4.14.19 seems to be a tiny bit better than SUSE's 4.4 kernel. The old RHEL 7 kernel again is way behind.

Finally, we force the kernel to even increase the context switch rate to the maximum by doing alternating reads and writes through two pipes, forcing the processe to run in an alternating manner per pipe read/write. This should show how badly PCID is needed and possibly even surface advantages from the more complete PCID implementation in 4.14.19. We run the test on the same hyperthread, so one HT needs to constantly switch between two proceesses and the kernel. Parameters: -b 512 1000000 0 0

![Time for one 512B pipe write/read alternating (same hyperthread)][7]

Miti:Kernel [ns/512B rw]	RHEL7	SLES12SP3 January	SLES12SP3 Feb no uC	SLES12SP3 Feb w/ uC	4.14.19 (4.8.5r)
None	1370	NA	920	940	910
Retpol/IBRS	4860	4210	1070	1110	1050
KPTI	1880	NA	1480	1580	1230
Both	5270	4760	1650	1720	1410
Both nopcid	5270	4850	1810	1880	2000

Observations:

Most of the above observations still hold true.
The impact of the new microcode on the SLES12SP3 kernel is larger in this context-switch heavy workload. I assume this is caused by some usage of IBPB.
The more complete PCID implementation in 4.14.19 indeed seems to provide advantages here -- kPTI overhead is smaller in this scenario with 4.14.19. Switching PCID off (with nopcid) makes the impact of kPTI worse; by far the most significantly so on 4.14.19.
The relative performance loss is a bit smaller here compared with the benchmark that is leass heavy on context switches. The reason is that context switches were always a lot more heavy than system calls.

Conclusions

The Linux community has chosen retpolines for good reasons. Not only did intel fail to deliver working microcode for the CPU based mitigation against Spectre-2, but the performance impact was really bad. Retpolines do perform much much better and appear to have a smaller impact than the well understood KPTI patches. SUSE seems to have been well advised to follow the upstream approach with retpolines. Let's hope that the remaining open questions on the completeness of retpoline protection on newest intel CPUs can be clarified or solved with minimal CPU support (which intel then hopefully succeeds in delivering in a stable way soon).

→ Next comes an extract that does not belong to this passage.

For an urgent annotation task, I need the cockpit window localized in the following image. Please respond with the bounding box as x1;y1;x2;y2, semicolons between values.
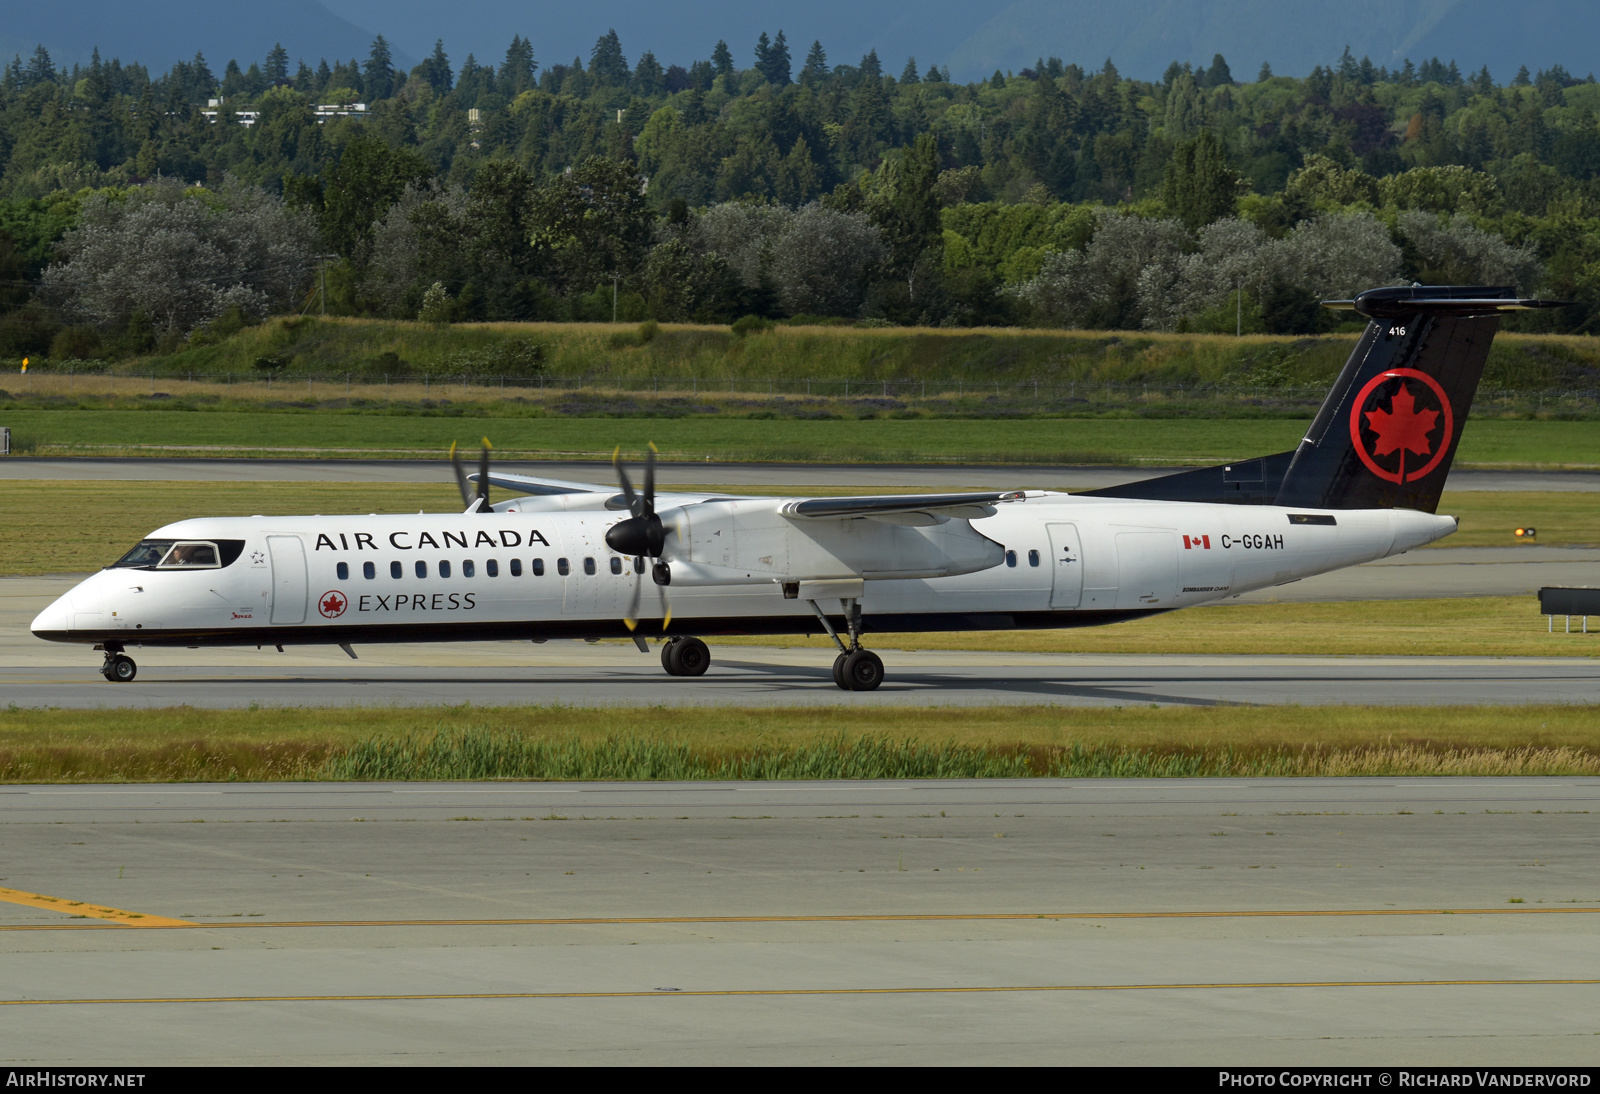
113;540;173;568
161;542;219;568
112;539;246;570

It should be noted that the pipe benchmark is roughly a worst case scenario -- this means that we can expect applications that do process lots of small data packets to lose at worst half of their performance when protected by Retpolines+KPTI in the kernel. (Note that additional mitigation against Spectre-1 and Spectre-2 in userspace might add additional performance losses.) When protected by an IBRS+KPTI kernel (with supporting microcode), performance losses of this worst case scenario could be up to 85% (or 540% if you count the reverse).

Real-world workloads will be better off; depending on the usage, you can have no measurable impact ... [Phoronix][8] has done some benchmarks that might be worth a look and here are some [newer Phoronix results][9] comparing unmitigated 4.14.0 with mitigated 4.15 and 4.16-git with mitigations on and off.

[Brendan Gregg][10] has done an excellent analysis that investigates the drivers of performance loss caused by the mitigation patches; his work gives admins a possibility to classify their workload and estimate the impact of KPTI mitigation. He has not looked at IBRS and Retpolines yet, unfortunately, but I expect that will change soon.